In my two previous blogs, I wrote about disadvantaged children that my wife and I had worked with in Houston. One of the really sad aspects of their lives is the fact that the majority of them will not graduate from high school.
Our adopted children would have grown up in similar circumstances. The problem is that there is no one to rescue these kids.
Several private organizations have released startling statistics that reflect that disadvantaged children in Texas have a poor chance of graduating. In the average year, over thirty per cent of the kids who started high school as ninth graders will not graduate four years later. Records also indicate that 125,000 young people per year since 1986 failed to receive a high school diploma. These numbers are much higher than the official numbers that the state publishes.
The numbers are even worse in the state’s largest cities. In Houston and Dallas, more than half of the students do not graduate. Over the years, these rates will have a staggering impact on the economies of those cities and the state. Young men and women who do not graduate from high school are much more likely to be living in poverty or incarcerated.
The state has several programs to address these problems. But it turns out that the programs have not been focused on the high school students who are the most in jeopardy.
A group of company executives and local advocates for the poor in Milwaukee, Wisconsin, started an assistance program which supplemented salaries and improved day care and medical benefit options for working families with low incomes. The study compared the lives of the people that were receiving the assistance to similar families that were not.
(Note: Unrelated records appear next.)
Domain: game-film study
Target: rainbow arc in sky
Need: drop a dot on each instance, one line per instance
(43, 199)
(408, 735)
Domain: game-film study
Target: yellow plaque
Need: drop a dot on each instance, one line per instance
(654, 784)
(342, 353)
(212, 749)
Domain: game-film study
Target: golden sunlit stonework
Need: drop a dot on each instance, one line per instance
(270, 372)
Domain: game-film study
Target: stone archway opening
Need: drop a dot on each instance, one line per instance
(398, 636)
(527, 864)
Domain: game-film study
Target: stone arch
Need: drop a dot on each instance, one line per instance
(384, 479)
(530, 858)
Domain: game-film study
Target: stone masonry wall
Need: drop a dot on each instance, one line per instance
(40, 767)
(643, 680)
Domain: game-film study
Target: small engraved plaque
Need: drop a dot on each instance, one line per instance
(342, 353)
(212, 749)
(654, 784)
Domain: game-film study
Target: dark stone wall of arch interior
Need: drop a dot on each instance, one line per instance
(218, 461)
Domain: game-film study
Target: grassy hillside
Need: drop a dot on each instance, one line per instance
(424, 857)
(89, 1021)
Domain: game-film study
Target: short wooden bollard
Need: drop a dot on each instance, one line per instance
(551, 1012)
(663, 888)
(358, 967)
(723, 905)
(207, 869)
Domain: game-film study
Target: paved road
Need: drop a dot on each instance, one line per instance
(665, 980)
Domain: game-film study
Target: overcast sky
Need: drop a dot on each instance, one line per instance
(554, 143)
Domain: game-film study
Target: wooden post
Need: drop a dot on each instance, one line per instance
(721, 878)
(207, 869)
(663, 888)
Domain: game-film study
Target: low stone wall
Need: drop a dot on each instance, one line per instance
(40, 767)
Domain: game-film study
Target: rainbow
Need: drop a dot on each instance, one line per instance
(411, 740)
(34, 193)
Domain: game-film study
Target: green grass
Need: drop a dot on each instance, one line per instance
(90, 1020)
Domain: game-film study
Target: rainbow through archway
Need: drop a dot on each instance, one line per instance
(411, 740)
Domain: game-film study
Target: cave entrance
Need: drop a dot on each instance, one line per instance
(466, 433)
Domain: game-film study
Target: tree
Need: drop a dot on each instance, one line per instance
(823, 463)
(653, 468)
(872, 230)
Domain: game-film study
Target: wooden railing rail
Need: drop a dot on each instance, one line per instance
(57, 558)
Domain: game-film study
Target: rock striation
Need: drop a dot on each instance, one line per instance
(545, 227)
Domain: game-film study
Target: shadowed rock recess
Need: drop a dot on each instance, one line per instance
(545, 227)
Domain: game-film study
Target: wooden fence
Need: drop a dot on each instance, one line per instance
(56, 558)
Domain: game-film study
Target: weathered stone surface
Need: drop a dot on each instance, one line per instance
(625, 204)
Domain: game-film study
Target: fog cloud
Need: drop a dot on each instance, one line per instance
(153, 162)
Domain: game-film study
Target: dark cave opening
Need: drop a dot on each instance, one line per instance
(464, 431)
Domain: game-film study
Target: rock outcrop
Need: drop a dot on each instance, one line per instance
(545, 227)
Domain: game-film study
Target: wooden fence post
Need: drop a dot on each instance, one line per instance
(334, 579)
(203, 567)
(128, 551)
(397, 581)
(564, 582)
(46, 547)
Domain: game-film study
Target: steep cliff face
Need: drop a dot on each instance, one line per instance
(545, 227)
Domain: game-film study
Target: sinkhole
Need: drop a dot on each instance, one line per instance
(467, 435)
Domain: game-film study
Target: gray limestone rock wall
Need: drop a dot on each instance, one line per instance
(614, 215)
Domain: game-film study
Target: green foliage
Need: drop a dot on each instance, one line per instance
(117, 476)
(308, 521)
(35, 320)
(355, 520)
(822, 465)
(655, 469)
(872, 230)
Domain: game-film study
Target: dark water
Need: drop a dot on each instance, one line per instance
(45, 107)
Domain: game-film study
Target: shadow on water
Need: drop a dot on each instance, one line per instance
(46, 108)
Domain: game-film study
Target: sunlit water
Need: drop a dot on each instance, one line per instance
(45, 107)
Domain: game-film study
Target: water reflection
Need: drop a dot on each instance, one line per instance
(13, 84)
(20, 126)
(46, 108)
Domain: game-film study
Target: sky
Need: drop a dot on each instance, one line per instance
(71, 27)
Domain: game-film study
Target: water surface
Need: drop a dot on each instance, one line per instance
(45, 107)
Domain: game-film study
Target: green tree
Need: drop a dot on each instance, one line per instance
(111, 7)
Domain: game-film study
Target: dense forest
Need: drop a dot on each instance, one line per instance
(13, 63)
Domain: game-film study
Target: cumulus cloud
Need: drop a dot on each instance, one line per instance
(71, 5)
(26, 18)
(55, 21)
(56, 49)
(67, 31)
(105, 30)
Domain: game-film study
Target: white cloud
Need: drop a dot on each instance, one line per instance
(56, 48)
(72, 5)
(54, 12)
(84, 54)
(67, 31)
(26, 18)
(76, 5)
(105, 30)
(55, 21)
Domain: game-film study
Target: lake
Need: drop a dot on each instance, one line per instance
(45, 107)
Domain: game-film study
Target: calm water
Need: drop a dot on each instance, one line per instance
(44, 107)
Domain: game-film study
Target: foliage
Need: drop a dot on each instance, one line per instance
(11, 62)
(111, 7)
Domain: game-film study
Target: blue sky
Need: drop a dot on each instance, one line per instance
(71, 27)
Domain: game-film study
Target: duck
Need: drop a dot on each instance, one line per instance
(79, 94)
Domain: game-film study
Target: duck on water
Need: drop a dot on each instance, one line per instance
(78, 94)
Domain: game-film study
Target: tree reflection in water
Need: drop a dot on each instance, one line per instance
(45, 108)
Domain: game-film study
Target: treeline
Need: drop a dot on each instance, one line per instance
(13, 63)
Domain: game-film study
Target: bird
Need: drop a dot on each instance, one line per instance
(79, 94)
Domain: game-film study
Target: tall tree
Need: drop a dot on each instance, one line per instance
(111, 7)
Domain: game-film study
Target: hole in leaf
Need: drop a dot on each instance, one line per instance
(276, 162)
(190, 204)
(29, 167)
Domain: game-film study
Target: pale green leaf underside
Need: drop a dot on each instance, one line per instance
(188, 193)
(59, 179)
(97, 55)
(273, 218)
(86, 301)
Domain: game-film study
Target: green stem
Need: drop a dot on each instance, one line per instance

The study found that the children whose families were receiving assistance did much better once they started public school and that they had fewer problems with their conduct. It may be a good idea for Texas officials to study the program in Milwaukee. I can not help but believe that it will be cheaper (and more humane) to provide assistance to families on the front end than to just build more prisons.
If you have any suggestions for the educational crisis in Texas, please comment. I do not think that the problem can be ignored much longer.